2022 Mac Studio (20-core M1 Ultra) Review

[+] microtonal|3 years ago|reply

Above, we’re looking at parallel performance of the NASA USM3D CFD solver as it computes flow over a classic NACA 0012 airfoil section at low speed conditions.

If this solver relies on matrix multiplication and uses the macOS Accelerate framework, you are seeing this speedup because M1 Macs have AMX matrix multiplication co-processors. In single precision GEMM, the M1 is faster than an 8 core Ryzen 3700X and a bit slower than a 12 core Ryzen 5900X. The M1 Pro doubles the GFLOPS of the M1 (due to having AMX co-processors for both performance core clusters).
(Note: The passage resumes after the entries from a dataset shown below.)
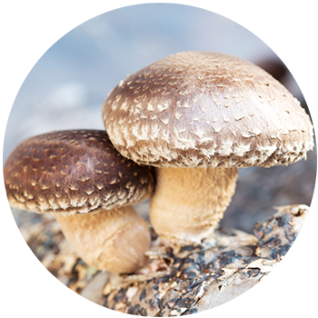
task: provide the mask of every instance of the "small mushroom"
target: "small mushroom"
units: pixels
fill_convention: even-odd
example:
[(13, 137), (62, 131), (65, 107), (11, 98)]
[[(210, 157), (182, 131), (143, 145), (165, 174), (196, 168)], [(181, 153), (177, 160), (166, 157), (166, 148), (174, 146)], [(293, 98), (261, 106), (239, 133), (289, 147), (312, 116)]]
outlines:
[(214, 231), (237, 168), (287, 165), (313, 147), (309, 116), (286, 88), (219, 53), (179, 53), (129, 75), (103, 118), (122, 155), (156, 167), (150, 220), (169, 241), (200, 243)]
[(61, 131), (22, 142), (4, 168), (4, 204), (52, 214), (88, 264), (134, 273), (150, 247), (146, 222), (128, 204), (154, 190), (150, 167), (120, 155), (103, 131)]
And the M1 Ultra again doubles the GFLOPs (4 performance core clusters, each with an AMX unit).

Single-precision matrix multiplication benchmark results for the Ryzen 3700X/3900X and Apple M1/M1 Pro/M1 Ultra are here:

https://twitter.com/danieldekok/status/1511348597215961093?s...

[+] JohnTHaller|3 years ago|reply

The 5900X can do 24 threads, so why artificially limit it to 16 threads? Unless that's because the M1 Ultra has 16 performance cores. Why include the 3 year old 3700X? Why not include the 32 thread 5950X which can be had in a complete system for 1/3 the price of the Mac Studio M1 Ultra?

[+] snapcore|3 years ago|reply

The scaling curve is different from the other cpus which implies the performance bottleneck is not in matrix multiplication (which would be nearly linear on the older cpus because it is embarrassingly parallel).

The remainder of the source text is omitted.